Do you see tensions developing between Chinese amd Japanese student groups abroad?
Lee: This reminds me of a rumor I heard in a lot of parts of Shanghai this summer. The rumor goes that the Shanghai protests last April all started with a brawl between Japanese exchange students and local Chinese at a restaurant off-campus. I don't know how much truth there is to that story, but I definitely think that campuses will be a reliable place to look for sparks. It should be said though that there are huge numbers of Japanese (and Korean) students studying in China. They've built little Japan and Korea towns for themselves around many of the larger campuses and they've been coming to study in China for well over a decade now.
What arguments do the Chinese give for Japan not deserving a seat on the UN Security Council?
Lee: The main argument against granting Japan a seat is implicitly tied to history. In the eyes of the Chinese government, Japan has not given a sincere apology for atrocities it committed during the war. Its failure to apologize and atone for the past is taken as a signal that Japan is not ready for the responsibility that comes along with having a permanent seat on the Security Council. On a political note, I think it's important to look at the power shift that would accompany Japan's entry to the Security Council. The US is already the defacto military superpower in the Pacific Rim and the Bush administration has only strengthened the US-Japan alliance. So allowing Japan onto the Security Council presents a major threat to the balance of power as China sees it.
What was the hardest part about reporting this story? The most surprising? Enjoyable?
Lee: The hardest part was probably the writing. I started out assuming that Emily and I really saw eye to eye on the history of World War II and the current conflict. And I think for the most part we do. But I was surprised to find out how much little things like word choice could stir up issues for me. For example, in our summary for the web page, I wasn't sure if it was appropriate to use the term "historical rivals" to describe China and Japan. Japan did, after all, invade China, and I was uncomfortable with the idea that a conquering nation could be described as a rival to the country that it occupied.

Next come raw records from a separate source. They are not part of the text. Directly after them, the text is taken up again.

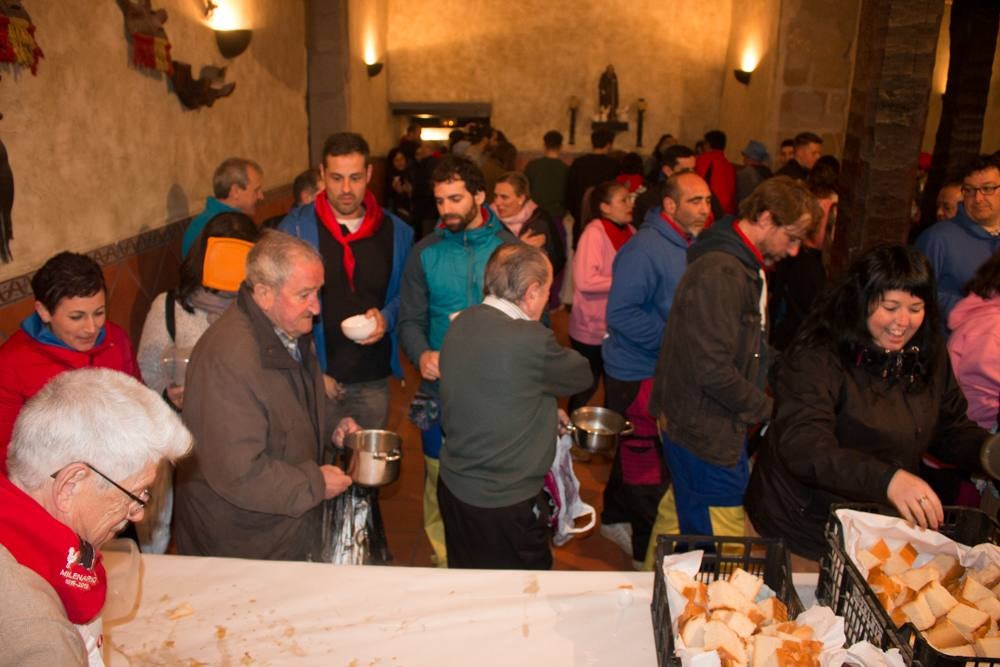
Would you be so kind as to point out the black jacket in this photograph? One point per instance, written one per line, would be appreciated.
(709, 381)
(839, 435)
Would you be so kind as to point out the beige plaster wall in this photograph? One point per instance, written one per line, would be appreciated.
(101, 151)
(749, 111)
(527, 59)
(368, 97)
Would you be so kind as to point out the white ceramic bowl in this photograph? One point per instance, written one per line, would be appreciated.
(358, 327)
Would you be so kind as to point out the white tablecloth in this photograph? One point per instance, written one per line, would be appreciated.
(248, 612)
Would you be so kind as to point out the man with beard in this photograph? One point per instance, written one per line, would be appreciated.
(644, 278)
(443, 276)
(364, 250)
(708, 387)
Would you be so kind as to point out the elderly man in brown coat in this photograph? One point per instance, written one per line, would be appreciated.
(263, 425)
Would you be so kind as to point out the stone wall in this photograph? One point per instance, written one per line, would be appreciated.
(103, 152)
(527, 59)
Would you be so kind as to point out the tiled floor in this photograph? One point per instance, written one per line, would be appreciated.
(402, 507)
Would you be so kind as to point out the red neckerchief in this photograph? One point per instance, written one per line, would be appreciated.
(749, 244)
(483, 211)
(370, 225)
(52, 551)
(677, 228)
(618, 234)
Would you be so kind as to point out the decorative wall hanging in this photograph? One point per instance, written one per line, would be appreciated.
(17, 37)
(144, 27)
(6, 205)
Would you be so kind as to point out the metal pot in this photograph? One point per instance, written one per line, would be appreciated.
(597, 429)
(373, 457)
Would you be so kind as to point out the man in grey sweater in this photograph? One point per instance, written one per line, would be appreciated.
(501, 372)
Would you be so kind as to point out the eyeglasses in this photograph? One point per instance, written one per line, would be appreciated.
(138, 503)
(972, 190)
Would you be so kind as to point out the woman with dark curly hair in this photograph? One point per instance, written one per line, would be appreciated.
(863, 392)
(67, 330)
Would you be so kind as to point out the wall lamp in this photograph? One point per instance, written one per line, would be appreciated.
(231, 42)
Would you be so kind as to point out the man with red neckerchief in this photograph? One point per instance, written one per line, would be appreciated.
(708, 388)
(83, 454)
(645, 275)
(364, 249)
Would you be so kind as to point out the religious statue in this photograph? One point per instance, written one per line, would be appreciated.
(607, 94)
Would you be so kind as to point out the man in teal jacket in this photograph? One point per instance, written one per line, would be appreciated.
(443, 276)
(236, 185)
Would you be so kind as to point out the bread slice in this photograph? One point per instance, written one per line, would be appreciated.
(988, 647)
(773, 609)
(945, 635)
(973, 591)
(737, 622)
(746, 583)
(967, 619)
(938, 599)
(918, 577)
(720, 637)
(948, 568)
(693, 631)
(918, 613)
(724, 595)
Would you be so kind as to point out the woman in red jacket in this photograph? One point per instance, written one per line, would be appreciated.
(68, 330)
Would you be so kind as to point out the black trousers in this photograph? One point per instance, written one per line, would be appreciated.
(515, 537)
(593, 355)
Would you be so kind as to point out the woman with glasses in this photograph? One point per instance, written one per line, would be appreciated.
(863, 392)
(209, 279)
(67, 330)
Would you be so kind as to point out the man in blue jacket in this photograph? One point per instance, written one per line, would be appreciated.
(645, 275)
(443, 276)
(364, 250)
(957, 247)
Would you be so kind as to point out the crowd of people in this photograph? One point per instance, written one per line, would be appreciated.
(698, 298)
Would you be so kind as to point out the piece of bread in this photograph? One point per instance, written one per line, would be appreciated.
(720, 637)
(918, 613)
(692, 632)
(763, 648)
(988, 647)
(948, 568)
(724, 595)
(991, 606)
(967, 619)
(917, 577)
(938, 599)
(973, 591)
(944, 635)
(988, 576)
(746, 583)
(738, 622)
(773, 609)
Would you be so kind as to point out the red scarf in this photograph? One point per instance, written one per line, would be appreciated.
(748, 243)
(677, 228)
(52, 551)
(618, 234)
(370, 225)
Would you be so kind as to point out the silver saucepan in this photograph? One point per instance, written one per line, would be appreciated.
(597, 429)
(373, 457)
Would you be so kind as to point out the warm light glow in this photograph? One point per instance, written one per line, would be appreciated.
(225, 17)
(370, 57)
(750, 59)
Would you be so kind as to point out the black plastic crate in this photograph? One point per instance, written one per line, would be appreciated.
(844, 589)
(766, 558)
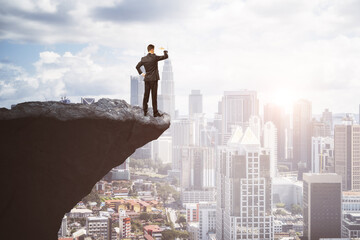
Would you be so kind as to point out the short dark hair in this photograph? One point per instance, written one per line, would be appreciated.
(150, 47)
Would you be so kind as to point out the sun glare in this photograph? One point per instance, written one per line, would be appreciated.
(284, 98)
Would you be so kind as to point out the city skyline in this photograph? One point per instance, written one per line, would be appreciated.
(284, 50)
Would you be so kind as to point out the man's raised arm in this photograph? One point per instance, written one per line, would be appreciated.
(159, 58)
(138, 66)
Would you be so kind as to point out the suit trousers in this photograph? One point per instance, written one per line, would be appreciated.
(150, 86)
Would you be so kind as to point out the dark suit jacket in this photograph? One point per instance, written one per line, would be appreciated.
(150, 64)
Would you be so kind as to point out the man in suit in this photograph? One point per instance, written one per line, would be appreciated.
(151, 77)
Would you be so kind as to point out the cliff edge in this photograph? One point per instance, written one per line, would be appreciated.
(52, 154)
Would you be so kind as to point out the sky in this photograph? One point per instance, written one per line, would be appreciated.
(283, 49)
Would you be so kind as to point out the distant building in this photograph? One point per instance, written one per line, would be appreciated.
(63, 228)
(347, 157)
(351, 226)
(192, 212)
(162, 149)
(154, 231)
(99, 227)
(79, 213)
(322, 155)
(207, 219)
(136, 90)
(166, 101)
(236, 109)
(196, 196)
(327, 120)
(351, 201)
(276, 114)
(120, 172)
(197, 168)
(244, 195)
(270, 143)
(322, 206)
(302, 115)
(193, 230)
(143, 152)
(195, 102)
(182, 133)
(124, 224)
(287, 190)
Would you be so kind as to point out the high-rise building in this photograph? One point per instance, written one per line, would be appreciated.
(167, 97)
(351, 226)
(322, 155)
(270, 143)
(318, 128)
(347, 154)
(327, 120)
(197, 168)
(302, 134)
(243, 190)
(192, 212)
(322, 206)
(162, 149)
(99, 227)
(124, 224)
(182, 133)
(236, 109)
(136, 90)
(255, 125)
(207, 219)
(63, 228)
(276, 114)
(199, 123)
(195, 102)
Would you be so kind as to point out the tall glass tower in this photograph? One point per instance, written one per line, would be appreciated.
(167, 97)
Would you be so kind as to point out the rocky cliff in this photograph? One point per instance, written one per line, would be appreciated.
(52, 154)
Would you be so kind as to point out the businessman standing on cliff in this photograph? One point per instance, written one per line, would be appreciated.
(151, 77)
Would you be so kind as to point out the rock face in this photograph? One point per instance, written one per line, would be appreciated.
(52, 154)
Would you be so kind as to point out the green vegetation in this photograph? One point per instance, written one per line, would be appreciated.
(165, 190)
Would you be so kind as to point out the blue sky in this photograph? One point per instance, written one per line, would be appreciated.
(283, 49)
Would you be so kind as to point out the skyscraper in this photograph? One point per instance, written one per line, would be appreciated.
(182, 132)
(276, 114)
(137, 90)
(243, 190)
(302, 133)
(207, 219)
(347, 154)
(195, 102)
(236, 109)
(322, 206)
(167, 97)
(270, 143)
(322, 155)
(327, 120)
(197, 168)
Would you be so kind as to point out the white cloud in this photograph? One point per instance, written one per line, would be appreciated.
(309, 47)
(72, 74)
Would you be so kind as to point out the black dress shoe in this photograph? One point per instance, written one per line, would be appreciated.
(158, 114)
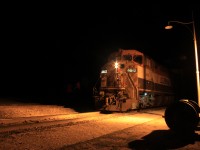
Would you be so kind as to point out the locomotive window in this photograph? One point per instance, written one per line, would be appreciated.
(122, 66)
(127, 57)
(138, 59)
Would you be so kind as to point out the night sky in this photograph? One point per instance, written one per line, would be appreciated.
(46, 47)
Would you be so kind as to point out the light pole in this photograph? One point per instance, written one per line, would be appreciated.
(195, 49)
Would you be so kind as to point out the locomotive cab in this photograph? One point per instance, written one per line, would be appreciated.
(127, 82)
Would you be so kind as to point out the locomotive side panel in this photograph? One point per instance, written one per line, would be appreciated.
(132, 81)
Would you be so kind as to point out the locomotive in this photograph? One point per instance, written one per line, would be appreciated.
(131, 80)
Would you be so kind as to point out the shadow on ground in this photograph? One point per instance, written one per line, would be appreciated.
(164, 139)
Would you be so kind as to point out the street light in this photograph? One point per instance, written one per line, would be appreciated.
(169, 26)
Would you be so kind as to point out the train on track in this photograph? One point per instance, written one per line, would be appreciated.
(131, 80)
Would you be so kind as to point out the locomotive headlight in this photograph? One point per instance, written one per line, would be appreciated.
(116, 65)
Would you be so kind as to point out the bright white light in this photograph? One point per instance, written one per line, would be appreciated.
(116, 65)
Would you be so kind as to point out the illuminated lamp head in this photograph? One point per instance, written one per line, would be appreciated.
(116, 65)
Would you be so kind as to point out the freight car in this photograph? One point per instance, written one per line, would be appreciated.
(132, 80)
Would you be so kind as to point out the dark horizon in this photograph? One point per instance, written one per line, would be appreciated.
(47, 50)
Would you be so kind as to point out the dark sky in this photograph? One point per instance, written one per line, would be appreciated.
(46, 46)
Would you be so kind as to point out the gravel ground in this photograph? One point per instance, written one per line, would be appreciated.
(10, 108)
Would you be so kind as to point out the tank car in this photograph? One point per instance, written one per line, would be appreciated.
(132, 80)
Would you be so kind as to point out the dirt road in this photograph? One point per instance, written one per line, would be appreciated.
(134, 130)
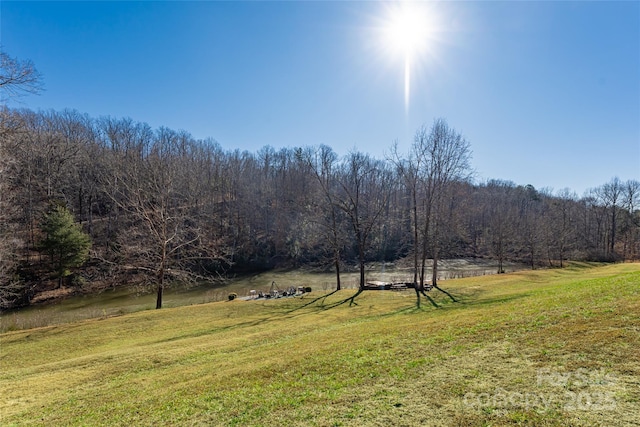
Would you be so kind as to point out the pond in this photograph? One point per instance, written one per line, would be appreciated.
(128, 300)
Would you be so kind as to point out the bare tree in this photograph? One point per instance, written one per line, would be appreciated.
(364, 193)
(17, 77)
(446, 156)
(323, 163)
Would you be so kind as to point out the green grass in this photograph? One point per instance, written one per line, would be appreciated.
(553, 347)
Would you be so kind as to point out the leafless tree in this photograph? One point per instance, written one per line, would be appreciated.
(18, 77)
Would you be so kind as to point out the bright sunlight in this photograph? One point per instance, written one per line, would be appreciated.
(407, 33)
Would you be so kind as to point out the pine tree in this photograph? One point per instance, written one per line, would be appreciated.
(65, 242)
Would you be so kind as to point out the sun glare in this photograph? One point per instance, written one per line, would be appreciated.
(406, 30)
(406, 34)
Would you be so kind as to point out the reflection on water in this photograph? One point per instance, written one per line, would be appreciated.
(128, 300)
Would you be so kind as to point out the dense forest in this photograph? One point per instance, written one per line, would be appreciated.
(158, 205)
(101, 202)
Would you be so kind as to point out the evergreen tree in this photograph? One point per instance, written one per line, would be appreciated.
(65, 242)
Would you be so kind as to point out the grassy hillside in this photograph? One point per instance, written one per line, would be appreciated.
(556, 347)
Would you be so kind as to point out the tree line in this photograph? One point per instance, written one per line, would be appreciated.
(158, 205)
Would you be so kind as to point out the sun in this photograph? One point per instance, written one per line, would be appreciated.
(407, 31)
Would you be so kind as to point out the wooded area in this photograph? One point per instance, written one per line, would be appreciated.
(157, 204)
(160, 205)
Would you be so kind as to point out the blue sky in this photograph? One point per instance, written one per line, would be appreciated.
(547, 93)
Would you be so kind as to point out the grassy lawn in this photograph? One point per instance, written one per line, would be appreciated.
(548, 347)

Emily: The most surprising part about reporting this story happened when I tried to find history teachers to speak to me. I wanted to understand how history education had changed over the years, and ask about the directive issued by the Tokyo Metropolitan Board of Education requiring students to stand while the anthem was played at school ceremonies. I was surprised to find most teachers were not willing to speak to me about the issue; they were afraid of stirring things up, and possibly getting into trouble by saying how things had shifted.
The most enjoyable part of reporting this story was having the opportunity to attend the 60th anniversary of the bombing in Hiroshima. I had visited Hiroshima before, but because many of the survivors of the bombing are of advanced age, it's very likely that many will not be here for the 70th anniversary of the war. It was touching to watch them attend with their grandchildren, praying for continued peace. And the lanterns floating down the river was breathtaking.